OBJECTIVES We report the outcome of 2400 endoscopic extraperitoneal radical prostatectomy (EERPE) cases performed in three institutions, with emphasis on the evolution of the EERPE technique. METHODS In total, 2400 EERPE procedures were performed in three institutions. Several surgeons performed the operations. The presented cases also include the learning curve of the surgeons. EERPE was performed in all cases of localized prostate cancer with the same indications to open and transperitoneal laparoscopic radical prostatectomy. RESULTS Average patient age was 63.3 years (range 41-81 years), and mean preoperative prostate specific antigen (PSA) level was 9.8 ng/mL (range 0.08-93 ng/mL); 857 (38%) patients had previously undergone abdominal or pelvic surgery, while 143 (5.8%) patients had prior prostatic treatment. Pelvic lymph node dissection took place in 1219 (50.8%) patients. Bilateral nerve sparing was performed in 672 patients and unilateral in 284 patients; 100 patients underwent intraoperative hernia repair with mesh placement (82 unilateral and 18 bilateral). Mean operative time was 150.7 minutes (range 50-340 minutes). Conversion to open surgery was never deemed necessary. Fifteen patients received transfusion (0.7%). The mean catheterization time was 6.19 days (range 3-40 days).

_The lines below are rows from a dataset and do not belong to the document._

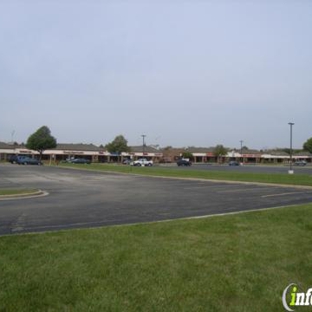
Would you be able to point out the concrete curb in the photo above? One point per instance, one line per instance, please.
(38, 193)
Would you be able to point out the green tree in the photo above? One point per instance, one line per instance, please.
(41, 140)
(307, 146)
(118, 145)
(220, 151)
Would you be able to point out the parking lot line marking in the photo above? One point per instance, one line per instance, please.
(282, 194)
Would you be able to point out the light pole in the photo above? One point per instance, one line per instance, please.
(242, 159)
(143, 136)
(290, 152)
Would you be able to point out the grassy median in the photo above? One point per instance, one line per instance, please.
(237, 262)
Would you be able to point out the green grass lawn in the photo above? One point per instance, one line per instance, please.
(237, 262)
(276, 178)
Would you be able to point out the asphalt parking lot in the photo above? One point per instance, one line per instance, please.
(80, 199)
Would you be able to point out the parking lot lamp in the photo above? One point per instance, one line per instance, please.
(290, 151)
(143, 136)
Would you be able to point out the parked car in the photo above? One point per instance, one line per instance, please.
(142, 162)
(233, 163)
(126, 161)
(80, 161)
(184, 162)
(12, 159)
(300, 163)
(25, 160)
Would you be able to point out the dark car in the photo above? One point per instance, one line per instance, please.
(233, 163)
(12, 159)
(126, 161)
(300, 163)
(184, 162)
(80, 161)
(24, 160)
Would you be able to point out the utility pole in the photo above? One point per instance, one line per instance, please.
(143, 136)
(241, 141)
(290, 151)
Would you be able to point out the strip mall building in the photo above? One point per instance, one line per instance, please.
(167, 155)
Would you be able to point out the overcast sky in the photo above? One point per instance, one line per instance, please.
(184, 73)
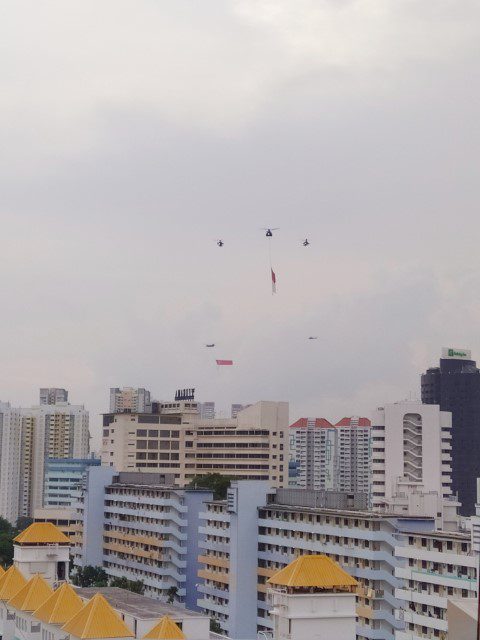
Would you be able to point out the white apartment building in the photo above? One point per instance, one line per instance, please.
(206, 410)
(411, 461)
(28, 438)
(140, 526)
(53, 395)
(12, 463)
(130, 400)
(331, 456)
(236, 408)
(405, 569)
(254, 445)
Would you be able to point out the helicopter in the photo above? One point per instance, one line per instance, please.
(269, 233)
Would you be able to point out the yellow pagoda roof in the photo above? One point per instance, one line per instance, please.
(313, 571)
(166, 629)
(41, 533)
(32, 594)
(60, 607)
(97, 620)
(11, 582)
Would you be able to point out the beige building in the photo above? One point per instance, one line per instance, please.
(28, 438)
(64, 519)
(252, 446)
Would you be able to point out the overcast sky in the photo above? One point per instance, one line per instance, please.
(134, 133)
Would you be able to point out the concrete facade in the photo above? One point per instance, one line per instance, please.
(253, 446)
(333, 457)
(138, 527)
(405, 569)
(28, 438)
(411, 461)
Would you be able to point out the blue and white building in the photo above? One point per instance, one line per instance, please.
(63, 477)
(406, 569)
(139, 526)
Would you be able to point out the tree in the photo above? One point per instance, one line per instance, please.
(89, 576)
(215, 626)
(214, 481)
(172, 593)
(136, 586)
(5, 526)
(6, 549)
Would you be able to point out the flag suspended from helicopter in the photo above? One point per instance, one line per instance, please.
(274, 281)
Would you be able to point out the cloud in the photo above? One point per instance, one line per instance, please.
(137, 133)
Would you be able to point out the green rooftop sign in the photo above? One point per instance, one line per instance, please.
(456, 353)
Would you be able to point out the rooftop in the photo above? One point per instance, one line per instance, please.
(98, 620)
(11, 582)
(313, 571)
(138, 606)
(42, 533)
(60, 606)
(166, 629)
(32, 594)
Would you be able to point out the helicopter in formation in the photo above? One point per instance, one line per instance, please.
(269, 231)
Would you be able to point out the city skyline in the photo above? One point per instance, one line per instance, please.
(353, 127)
(393, 393)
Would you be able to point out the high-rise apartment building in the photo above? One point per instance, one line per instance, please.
(206, 410)
(406, 569)
(455, 387)
(139, 526)
(130, 400)
(53, 395)
(28, 438)
(411, 461)
(331, 456)
(176, 440)
(14, 452)
(63, 476)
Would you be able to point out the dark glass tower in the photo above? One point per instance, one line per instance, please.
(455, 386)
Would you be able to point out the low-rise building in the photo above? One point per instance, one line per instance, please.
(405, 569)
(251, 446)
(140, 526)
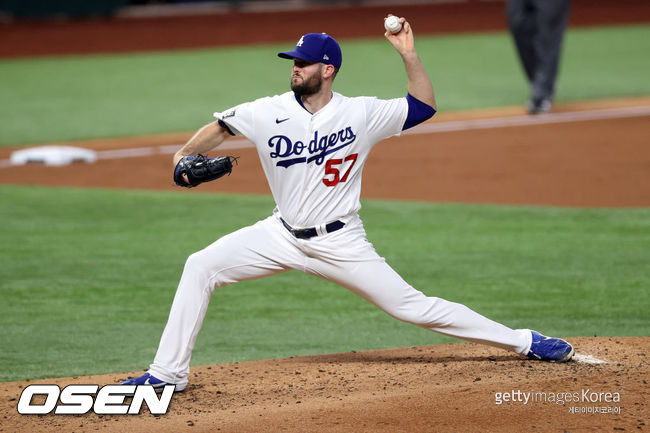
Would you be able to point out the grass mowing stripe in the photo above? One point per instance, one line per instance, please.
(88, 277)
(75, 97)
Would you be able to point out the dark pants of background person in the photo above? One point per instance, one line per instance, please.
(538, 29)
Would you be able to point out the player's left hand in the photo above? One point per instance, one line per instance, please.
(403, 40)
(194, 170)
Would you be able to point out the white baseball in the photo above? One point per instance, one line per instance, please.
(392, 24)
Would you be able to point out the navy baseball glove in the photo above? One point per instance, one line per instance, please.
(201, 169)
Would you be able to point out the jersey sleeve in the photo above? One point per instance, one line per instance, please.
(237, 120)
(384, 117)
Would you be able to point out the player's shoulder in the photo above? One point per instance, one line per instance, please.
(269, 102)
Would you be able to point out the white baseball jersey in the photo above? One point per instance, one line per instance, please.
(314, 162)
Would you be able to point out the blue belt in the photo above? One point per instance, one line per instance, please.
(311, 231)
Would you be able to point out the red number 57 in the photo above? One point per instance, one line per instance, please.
(332, 169)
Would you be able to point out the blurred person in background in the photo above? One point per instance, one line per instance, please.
(537, 27)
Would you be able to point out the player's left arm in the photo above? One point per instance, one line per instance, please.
(419, 83)
(205, 139)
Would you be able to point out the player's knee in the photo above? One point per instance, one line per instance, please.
(424, 312)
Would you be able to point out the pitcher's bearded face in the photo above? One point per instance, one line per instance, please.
(306, 77)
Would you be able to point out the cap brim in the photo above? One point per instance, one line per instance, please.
(296, 55)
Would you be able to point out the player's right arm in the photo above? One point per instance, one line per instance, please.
(205, 139)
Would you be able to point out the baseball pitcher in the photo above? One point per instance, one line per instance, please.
(313, 143)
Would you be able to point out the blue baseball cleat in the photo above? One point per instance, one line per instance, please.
(550, 349)
(157, 384)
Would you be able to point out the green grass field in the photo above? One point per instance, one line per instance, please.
(88, 276)
(76, 97)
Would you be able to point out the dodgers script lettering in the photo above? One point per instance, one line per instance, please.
(289, 152)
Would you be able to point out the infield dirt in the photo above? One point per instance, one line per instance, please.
(442, 388)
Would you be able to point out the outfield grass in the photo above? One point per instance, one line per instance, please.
(88, 276)
(76, 97)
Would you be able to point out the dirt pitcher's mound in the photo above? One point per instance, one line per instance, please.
(453, 387)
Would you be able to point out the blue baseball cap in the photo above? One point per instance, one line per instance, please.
(316, 47)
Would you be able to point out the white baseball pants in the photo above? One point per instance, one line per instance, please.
(344, 257)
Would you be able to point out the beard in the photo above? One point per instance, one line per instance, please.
(309, 86)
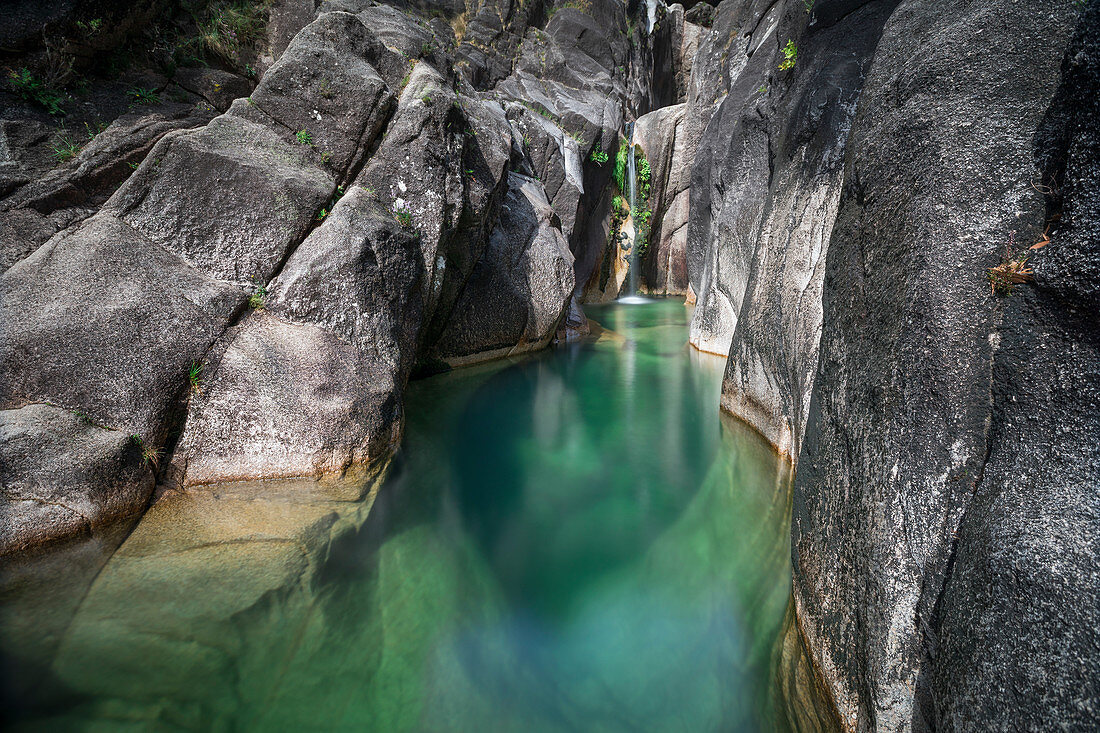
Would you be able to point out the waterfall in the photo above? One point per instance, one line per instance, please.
(631, 196)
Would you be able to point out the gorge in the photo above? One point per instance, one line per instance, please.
(330, 398)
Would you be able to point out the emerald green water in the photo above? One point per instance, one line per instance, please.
(572, 542)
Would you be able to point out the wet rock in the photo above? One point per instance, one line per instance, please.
(515, 297)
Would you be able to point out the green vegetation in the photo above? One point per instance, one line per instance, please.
(35, 90)
(90, 28)
(65, 149)
(256, 301)
(229, 26)
(641, 212)
(143, 96)
(150, 455)
(790, 56)
(404, 217)
(620, 157)
(195, 376)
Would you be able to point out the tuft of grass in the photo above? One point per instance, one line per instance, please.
(256, 301)
(65, 149)
(1013, 269)
(790, 56)
(34, 90)
(195, 376)
(143, 96)
(404, 218)
(229, 28)
(620, 159)
(90, 28)
(150, 455)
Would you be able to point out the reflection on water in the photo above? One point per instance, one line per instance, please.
(571, 543)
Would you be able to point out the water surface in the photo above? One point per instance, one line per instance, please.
(572, 542)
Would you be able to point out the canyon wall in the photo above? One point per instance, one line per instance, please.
(848, 217)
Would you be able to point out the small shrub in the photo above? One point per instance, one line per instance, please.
(150, 455)
(65, 150)
(35, 90)
(195, 376)
(620, 159)
(257, 298)
(90, 28)
(404, 218)
(790, 56)
(143, 96)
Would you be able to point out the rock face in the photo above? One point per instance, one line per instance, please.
(519, 288)
(851, 205)
(254, 297)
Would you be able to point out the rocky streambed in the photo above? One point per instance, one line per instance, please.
(886, 210)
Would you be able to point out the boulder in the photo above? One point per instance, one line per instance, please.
(64, 476)
(517, 293)
(934, 518)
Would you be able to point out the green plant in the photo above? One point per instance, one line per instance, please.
(229, 26)
(195, 376)
(143, 96)
(790, 56)
(65, 149)
(257, 299)
(92, 131)
(35, 90)
(150, 455)
(619, 172)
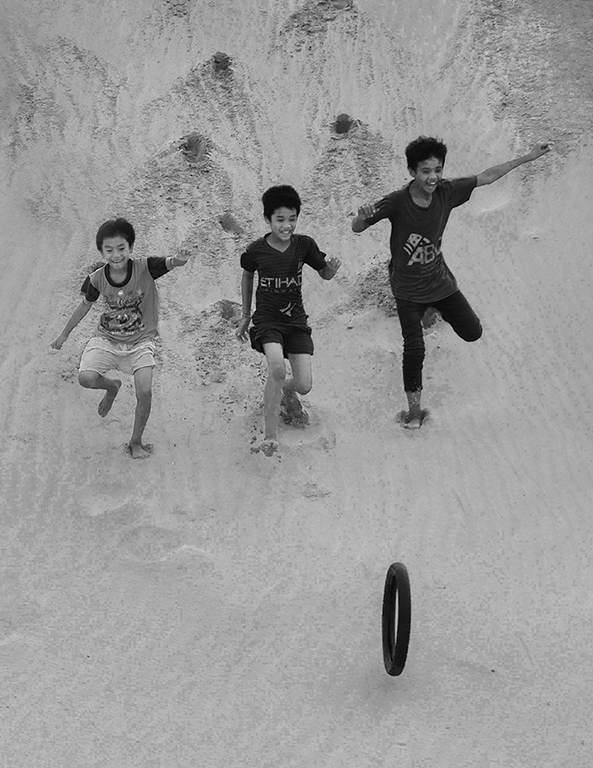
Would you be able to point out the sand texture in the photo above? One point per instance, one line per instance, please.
(214, 607)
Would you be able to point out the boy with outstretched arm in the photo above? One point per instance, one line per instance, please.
(280, 328)
(420, 279)
(128, 325)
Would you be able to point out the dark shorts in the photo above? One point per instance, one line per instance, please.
(295, 339)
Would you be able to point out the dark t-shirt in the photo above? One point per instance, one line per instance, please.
(417, 270)
(278, 298)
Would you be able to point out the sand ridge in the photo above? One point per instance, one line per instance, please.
(214, 606)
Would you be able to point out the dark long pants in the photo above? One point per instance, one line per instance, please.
(455, 309)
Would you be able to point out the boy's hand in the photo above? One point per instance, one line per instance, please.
(241, 332)
(59, 342)
(333, 263)
(540, 148)
(366, 211)
(183, 256)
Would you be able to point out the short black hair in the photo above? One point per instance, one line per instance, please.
(423, 148)
(282, 196)
(114, 227)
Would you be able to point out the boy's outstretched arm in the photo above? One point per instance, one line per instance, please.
(181, 259)
(359, 221)
(498, 171)
(246, 296)
(331, 267)
(81, 311)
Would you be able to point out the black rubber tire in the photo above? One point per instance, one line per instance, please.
(397, 618)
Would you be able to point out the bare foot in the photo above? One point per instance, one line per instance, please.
(139, 451)
(412, 419)
(291, 409)
(110, 395)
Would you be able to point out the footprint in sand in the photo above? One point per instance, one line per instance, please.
(149, 543)
(310, 429)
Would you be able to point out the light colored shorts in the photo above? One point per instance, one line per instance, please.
(102, 355)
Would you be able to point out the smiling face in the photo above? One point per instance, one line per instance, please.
(282, 223)
(427, 175)
(116, 251)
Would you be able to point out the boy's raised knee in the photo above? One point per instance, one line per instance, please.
(88, 378)
(278, 372)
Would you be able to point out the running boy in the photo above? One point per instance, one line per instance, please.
(280, 327)
(129, 323)
(418, 273)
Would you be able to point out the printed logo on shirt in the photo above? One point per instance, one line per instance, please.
(421, 250)
(287, 310)
(123, 313)
(281, 284)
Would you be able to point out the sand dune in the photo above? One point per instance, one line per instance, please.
(211, 606)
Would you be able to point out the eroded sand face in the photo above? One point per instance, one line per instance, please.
(211, 606)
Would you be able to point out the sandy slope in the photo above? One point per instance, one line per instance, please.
(211, 606)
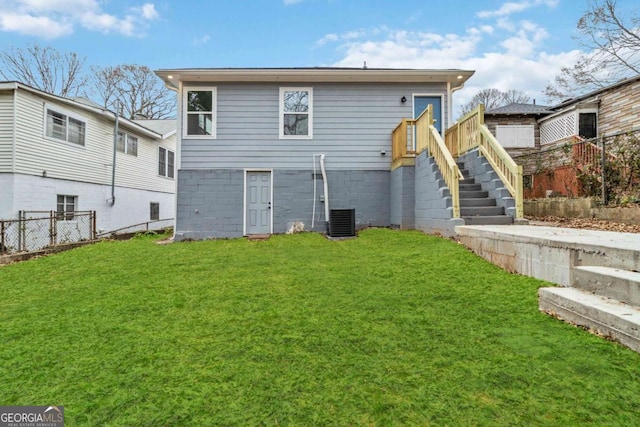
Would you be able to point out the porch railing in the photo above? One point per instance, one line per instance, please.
(471, 132)
(402, 141)
(428, 138)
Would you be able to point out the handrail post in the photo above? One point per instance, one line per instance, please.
(519, 194)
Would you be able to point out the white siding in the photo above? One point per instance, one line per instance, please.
(40, 194)
(36, 153)
(6, 131)
(557, 128)
(91, 163)
(141, 171)
(516, 136)
(352, 125)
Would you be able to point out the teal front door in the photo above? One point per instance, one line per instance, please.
(420, 104)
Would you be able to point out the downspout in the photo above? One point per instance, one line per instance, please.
(113, 167)
(326, 190)
(451, 90)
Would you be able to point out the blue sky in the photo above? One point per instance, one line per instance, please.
(517, 44)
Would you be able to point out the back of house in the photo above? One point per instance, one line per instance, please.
(262, 151)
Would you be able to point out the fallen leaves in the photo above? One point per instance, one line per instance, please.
(585, 223)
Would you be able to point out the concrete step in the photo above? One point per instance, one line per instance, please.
(481, 211)
(465, 203)
(615, 283)
(473, 194)
(603, 315)
(487, 220)
(470, 187)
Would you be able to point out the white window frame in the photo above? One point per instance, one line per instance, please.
(153, 205)
(213, 112)
(67, 116)
(127, 144)
(164, 159)
(309, 112)
(66, 215)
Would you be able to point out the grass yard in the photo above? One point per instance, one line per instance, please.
(391, 328)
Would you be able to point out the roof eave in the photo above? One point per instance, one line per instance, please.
(313, 75)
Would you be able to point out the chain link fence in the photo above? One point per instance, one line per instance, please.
(36, 230)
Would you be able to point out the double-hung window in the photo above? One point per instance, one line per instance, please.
(200, 112)
(127, 144)
(296, 113)
(154, 211)
(66, 206)
(62, 126)
(166, 162)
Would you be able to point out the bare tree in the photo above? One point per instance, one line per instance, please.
(610, 38)
(134, 90)
(494, 98)
(44, 68)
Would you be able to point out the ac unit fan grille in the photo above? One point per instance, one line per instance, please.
(342, 222)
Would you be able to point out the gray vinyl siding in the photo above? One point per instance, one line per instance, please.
(352, 124)
(6, 131)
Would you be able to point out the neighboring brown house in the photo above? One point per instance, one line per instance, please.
(516, 126)
(603, 112)
(553, 143)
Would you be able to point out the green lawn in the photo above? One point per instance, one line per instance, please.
(391, 328)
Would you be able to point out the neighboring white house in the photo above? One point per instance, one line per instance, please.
(56, 154)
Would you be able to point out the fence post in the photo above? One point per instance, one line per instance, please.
(605, 196)
(52, 240)
(94, 232)
(21, 226)
(2, 231)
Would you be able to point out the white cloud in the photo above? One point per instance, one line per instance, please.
(149, 11)
(56, 18)
(199, 41)
(34, 26)
(509, 8)
(515, 56)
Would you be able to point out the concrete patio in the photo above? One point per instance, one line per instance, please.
(598, 272)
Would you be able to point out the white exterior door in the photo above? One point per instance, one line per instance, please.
(258, 203)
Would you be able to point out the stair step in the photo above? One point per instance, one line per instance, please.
(488, 220)
(470, 187)
(603, 315)
(466, 203)
(481, 211)
(621, 285)
(473, 194)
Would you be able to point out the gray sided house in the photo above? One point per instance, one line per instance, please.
(260, 150)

Overall, 71.7% and 94.7% of the patients were continent at 3 and 12 months, respectively. Totally, 956 patients were treated with nerve-sparing procedure either interfascial or intrafascial; 672 patients underwent bilateral neurovascular bundle preservation, and 284, unilateral. Younger patients tend to have better postoperative potency. Bilateral nerve-sparing EERPE in patients younger than 55 years results in potency rate of 32.4%, 75.3%, and 84.9% at 3, 6, and 12 months postoperatively. CONCLUSIONS The functional and oncological outcome of EERPE is comparable to other approaches for radical prostatectomy. Continuous refinements contribute to the improving outcome of the procedure. Long-term results especially in terms of oncological efficacy are expected.